Back to my necklace.
Again, apologies on the photo. Not posting because my current photography is sub-par has been one of my excuses. No longer. I like this simple chain and the visual weight it carries. The main bead is a size 11 cut, a lovely red-brown ab. In the bezel is a tiny bit of French pumpkin, and a nice Japanese matte white ab.
The finishing touch is the clasp.
I really like this. I’ve managed to get a really good circle that is two beads deep on the inner circle, and one bead on the outside. A future possible project is a “simple” linked chain. This may be the starting point for how I accomplish that.
I’ve been back beading regularly since April 22nd. I can be that exact as I’ve got a reminder on my phone set to “stop beading” to get to work; I’ve been getting up at 6am to bead. I start working at different times, depending on the day, so that may mean 45 minutes of beading, or perhaps three hours of beading on a weekday (usually the lesser).

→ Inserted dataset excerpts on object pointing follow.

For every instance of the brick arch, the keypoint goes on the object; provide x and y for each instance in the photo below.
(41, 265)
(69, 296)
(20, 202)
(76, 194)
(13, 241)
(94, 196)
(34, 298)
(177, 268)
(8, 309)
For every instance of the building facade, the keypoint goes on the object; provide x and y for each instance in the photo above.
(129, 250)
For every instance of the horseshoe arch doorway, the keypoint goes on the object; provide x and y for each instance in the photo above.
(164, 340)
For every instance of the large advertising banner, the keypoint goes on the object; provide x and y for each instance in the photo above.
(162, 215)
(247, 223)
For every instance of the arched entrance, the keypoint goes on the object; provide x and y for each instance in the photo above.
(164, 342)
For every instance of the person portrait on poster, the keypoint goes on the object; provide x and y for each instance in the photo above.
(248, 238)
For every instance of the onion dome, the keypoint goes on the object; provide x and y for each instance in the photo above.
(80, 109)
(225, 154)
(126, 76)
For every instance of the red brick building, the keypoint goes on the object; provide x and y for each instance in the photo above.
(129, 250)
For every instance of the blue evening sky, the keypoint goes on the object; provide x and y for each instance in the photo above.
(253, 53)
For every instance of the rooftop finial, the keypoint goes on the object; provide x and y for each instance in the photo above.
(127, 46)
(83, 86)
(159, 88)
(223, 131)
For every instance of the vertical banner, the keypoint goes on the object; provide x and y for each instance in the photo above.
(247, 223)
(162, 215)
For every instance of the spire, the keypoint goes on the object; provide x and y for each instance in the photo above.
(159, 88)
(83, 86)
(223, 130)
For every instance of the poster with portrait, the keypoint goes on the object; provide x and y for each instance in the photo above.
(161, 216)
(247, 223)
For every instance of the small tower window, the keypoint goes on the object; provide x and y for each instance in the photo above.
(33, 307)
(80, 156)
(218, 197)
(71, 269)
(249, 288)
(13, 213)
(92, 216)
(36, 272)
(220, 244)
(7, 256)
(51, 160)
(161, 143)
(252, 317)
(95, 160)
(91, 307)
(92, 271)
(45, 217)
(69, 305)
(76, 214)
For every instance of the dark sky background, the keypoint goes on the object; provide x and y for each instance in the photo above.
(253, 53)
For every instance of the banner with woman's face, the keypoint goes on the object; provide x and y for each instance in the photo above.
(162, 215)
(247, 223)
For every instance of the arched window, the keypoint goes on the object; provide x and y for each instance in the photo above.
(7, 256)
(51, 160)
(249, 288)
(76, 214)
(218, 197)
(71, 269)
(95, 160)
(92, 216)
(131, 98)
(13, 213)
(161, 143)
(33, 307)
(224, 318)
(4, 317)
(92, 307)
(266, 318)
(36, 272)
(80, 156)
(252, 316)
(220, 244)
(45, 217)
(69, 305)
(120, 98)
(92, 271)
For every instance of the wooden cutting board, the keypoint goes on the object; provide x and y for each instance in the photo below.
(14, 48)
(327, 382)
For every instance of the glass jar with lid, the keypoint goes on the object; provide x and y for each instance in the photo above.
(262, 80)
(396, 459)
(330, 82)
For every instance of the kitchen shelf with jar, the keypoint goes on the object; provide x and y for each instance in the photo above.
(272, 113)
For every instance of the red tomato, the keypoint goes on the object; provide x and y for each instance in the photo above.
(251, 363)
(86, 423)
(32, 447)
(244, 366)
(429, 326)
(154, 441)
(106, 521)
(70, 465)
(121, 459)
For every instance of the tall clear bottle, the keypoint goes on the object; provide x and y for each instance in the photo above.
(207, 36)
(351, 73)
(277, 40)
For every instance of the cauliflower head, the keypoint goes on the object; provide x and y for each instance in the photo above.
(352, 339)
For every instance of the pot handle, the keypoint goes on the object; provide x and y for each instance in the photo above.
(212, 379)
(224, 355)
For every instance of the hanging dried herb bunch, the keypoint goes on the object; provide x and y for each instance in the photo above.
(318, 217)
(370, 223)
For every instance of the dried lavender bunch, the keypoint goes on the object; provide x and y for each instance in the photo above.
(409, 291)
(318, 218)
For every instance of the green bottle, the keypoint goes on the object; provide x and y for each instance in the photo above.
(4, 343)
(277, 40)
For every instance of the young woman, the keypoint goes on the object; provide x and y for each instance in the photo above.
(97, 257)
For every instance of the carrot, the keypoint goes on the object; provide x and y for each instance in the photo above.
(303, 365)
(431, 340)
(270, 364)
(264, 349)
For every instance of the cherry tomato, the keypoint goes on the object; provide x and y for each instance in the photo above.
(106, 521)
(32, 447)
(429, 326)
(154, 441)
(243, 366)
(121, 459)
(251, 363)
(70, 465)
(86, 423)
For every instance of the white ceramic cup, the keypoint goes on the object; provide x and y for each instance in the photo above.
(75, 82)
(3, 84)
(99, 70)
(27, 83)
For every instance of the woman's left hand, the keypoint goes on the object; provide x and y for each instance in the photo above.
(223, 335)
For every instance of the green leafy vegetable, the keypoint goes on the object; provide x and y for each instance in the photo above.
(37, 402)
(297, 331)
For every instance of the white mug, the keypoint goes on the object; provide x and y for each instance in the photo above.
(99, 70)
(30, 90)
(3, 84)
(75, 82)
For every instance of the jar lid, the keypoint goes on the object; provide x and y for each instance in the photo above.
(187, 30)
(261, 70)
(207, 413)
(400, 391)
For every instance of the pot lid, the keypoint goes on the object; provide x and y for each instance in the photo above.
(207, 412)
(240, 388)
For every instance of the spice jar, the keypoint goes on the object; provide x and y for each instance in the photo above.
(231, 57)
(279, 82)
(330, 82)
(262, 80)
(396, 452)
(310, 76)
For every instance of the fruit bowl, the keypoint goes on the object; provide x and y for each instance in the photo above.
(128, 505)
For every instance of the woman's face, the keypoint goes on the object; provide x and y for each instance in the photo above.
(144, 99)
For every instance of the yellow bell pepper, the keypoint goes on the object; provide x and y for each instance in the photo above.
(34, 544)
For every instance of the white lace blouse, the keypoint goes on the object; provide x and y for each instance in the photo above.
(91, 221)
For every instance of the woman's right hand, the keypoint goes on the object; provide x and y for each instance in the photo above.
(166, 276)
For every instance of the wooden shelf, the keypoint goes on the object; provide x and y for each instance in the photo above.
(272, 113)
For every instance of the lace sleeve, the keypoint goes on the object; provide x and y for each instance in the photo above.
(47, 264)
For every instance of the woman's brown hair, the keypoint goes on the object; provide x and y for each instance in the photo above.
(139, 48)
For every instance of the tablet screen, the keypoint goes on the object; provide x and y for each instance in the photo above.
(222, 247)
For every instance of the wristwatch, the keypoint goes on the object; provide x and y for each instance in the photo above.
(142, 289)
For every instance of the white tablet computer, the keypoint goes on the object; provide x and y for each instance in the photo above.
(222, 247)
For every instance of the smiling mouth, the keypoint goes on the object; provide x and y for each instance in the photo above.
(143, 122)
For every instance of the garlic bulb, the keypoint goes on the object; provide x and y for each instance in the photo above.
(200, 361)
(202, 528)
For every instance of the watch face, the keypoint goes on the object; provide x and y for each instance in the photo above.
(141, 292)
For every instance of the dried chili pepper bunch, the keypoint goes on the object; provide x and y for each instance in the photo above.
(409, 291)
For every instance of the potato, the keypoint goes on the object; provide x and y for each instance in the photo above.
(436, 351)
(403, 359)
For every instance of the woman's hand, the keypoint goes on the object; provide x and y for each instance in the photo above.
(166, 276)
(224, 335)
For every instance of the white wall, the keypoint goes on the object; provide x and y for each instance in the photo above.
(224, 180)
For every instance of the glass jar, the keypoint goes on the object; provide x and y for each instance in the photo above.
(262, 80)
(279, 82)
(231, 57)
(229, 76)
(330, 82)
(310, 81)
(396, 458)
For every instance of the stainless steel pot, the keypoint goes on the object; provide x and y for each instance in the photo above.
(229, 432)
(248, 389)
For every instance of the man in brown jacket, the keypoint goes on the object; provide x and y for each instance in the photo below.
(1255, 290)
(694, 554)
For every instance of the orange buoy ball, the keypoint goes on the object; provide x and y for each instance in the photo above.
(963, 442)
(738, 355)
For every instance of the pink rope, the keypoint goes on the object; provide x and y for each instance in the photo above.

I don’t turn on any electronics or music, I just sit down, turn on the lights, blink blearily a couple times, put on my reading glasses, and start beading. I’m only beading during this time, not pulling beads, not planning beadwork, not blogging about beading, nothing else. The benefits of the morning beading time are most importantly more beading, with a bonus of going to bed earlier too.
It feels like a true accomplishment, beading regularly again. Like many beaders, I have UFOs in the wings, and dreams of future projects beyond that (hello, linked chain). This is working for me. I have started sewing again occasionally, and I would like to find time for that as well. Also, weaving and truly learning to knit, and perhaps some odd crochet now and then. When to do these? I do not yet know, but perhaps I can figure that out too.